Universal Credit is paid directly into the customer’s bank account. They get a single monthly payment and that includes the money they need to use to pay their rent.

  Current benefits and tax credits Universal Credit
How it’s paid If a customer doesn’t have a bank, building society or credit union account, their payment can go into a Post Office card account or - in some circumstances - onto a Simple Payment card. Directly into the customer’s bank, building society or credit union account.
How often it’s paid Benefits are normally paid fortnightly and tax credits are normally paid weekly or every four weeks. Universal Credit is paid monthly.
Number of payments Each benefit is paid separately. A single Universal Credit payment.
Help with rent Housing Benefit can be paid straight to the landlord. The housing element of Universal Credit (help with rent) goes direct to the customer who has to arrange their own rent payments to their landlord.
Who receives the money Some of the benefits and tax credits being phased out can be paid to either partner in a couple and some go to the partner who does most of the childcare. Universal Credit is a single payment per household into a nominated bank account. If a couple are claiming Universal Credit the bank account can be in the name of either partner or a joint account in both names.
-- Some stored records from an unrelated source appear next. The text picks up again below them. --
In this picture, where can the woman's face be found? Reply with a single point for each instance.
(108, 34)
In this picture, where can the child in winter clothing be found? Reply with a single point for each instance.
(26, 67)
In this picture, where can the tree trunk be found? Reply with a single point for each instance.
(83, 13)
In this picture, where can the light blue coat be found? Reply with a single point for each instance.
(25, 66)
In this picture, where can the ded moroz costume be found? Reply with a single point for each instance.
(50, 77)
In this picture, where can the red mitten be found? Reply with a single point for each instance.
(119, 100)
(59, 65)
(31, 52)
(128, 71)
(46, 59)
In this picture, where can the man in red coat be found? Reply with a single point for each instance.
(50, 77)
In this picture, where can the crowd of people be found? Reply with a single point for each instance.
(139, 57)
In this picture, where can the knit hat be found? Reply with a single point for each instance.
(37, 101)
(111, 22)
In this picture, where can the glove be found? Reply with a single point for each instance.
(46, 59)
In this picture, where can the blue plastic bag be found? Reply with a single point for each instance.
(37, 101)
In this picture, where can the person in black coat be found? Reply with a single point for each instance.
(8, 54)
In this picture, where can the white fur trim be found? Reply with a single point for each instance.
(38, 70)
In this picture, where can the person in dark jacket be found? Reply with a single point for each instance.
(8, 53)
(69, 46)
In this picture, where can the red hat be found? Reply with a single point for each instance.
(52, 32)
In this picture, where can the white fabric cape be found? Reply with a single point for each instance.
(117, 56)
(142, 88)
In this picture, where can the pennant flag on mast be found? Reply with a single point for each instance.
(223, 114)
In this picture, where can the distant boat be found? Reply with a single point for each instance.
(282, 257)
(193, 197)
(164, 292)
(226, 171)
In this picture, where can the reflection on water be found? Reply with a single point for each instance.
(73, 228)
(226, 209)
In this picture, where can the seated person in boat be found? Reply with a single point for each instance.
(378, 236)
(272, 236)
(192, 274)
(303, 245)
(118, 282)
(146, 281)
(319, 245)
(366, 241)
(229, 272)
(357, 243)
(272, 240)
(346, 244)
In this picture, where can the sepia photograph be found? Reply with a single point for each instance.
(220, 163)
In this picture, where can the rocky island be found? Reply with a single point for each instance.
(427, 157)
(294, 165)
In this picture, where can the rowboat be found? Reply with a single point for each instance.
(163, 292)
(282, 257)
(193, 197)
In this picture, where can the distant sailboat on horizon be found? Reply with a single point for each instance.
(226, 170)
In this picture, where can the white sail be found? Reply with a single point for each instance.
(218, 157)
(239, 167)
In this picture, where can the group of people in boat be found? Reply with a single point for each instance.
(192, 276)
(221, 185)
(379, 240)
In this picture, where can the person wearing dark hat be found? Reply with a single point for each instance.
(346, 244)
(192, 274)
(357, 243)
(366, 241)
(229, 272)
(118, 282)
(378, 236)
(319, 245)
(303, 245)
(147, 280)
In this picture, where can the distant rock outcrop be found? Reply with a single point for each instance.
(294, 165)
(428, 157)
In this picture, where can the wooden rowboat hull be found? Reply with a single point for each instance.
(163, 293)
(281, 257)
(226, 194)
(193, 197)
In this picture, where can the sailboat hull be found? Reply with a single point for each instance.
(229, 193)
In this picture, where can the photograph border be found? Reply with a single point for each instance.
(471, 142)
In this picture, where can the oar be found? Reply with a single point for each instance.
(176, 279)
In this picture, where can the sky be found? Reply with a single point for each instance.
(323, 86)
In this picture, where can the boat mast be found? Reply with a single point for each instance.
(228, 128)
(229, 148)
Other differences with Universal Credit

The claims process and what happens to someone’s payments when they start working (or increase their hours) are also different under Universal Credit.

  Current benefits Universal Credit
How to claim People can claim benefits and tax credits by completing paper forms, over the phone or sometimes by filling in forms online. Most customers will make their claim for Universal Credit online, although anyone who needs it will be able to get face-to-face advice or help over the phone.
Working and claiming If someone is working 16 hours or more per week they will no longer qualify for some benefits. There are no limits on how many hours a week someone can work if they’re claiming Universal Credit. Instead the amount of Universal Credit they get will gradually reduce as they earn more.

The Money Advice Service leaflet ‘Get ready for Universal Credit explains what people need to do to prepare for the changes. It’s ideal for handing out to your customers.

When does Universal Credit start?

Universal Credit is being introduced in stages. Most people won’t be affected to start with. Right now, Universal Credit mostly affects newly unemployed people in certain areas of the country.

You can find out where it’s currently possible to claim Universal Credit on the GOV.UK website.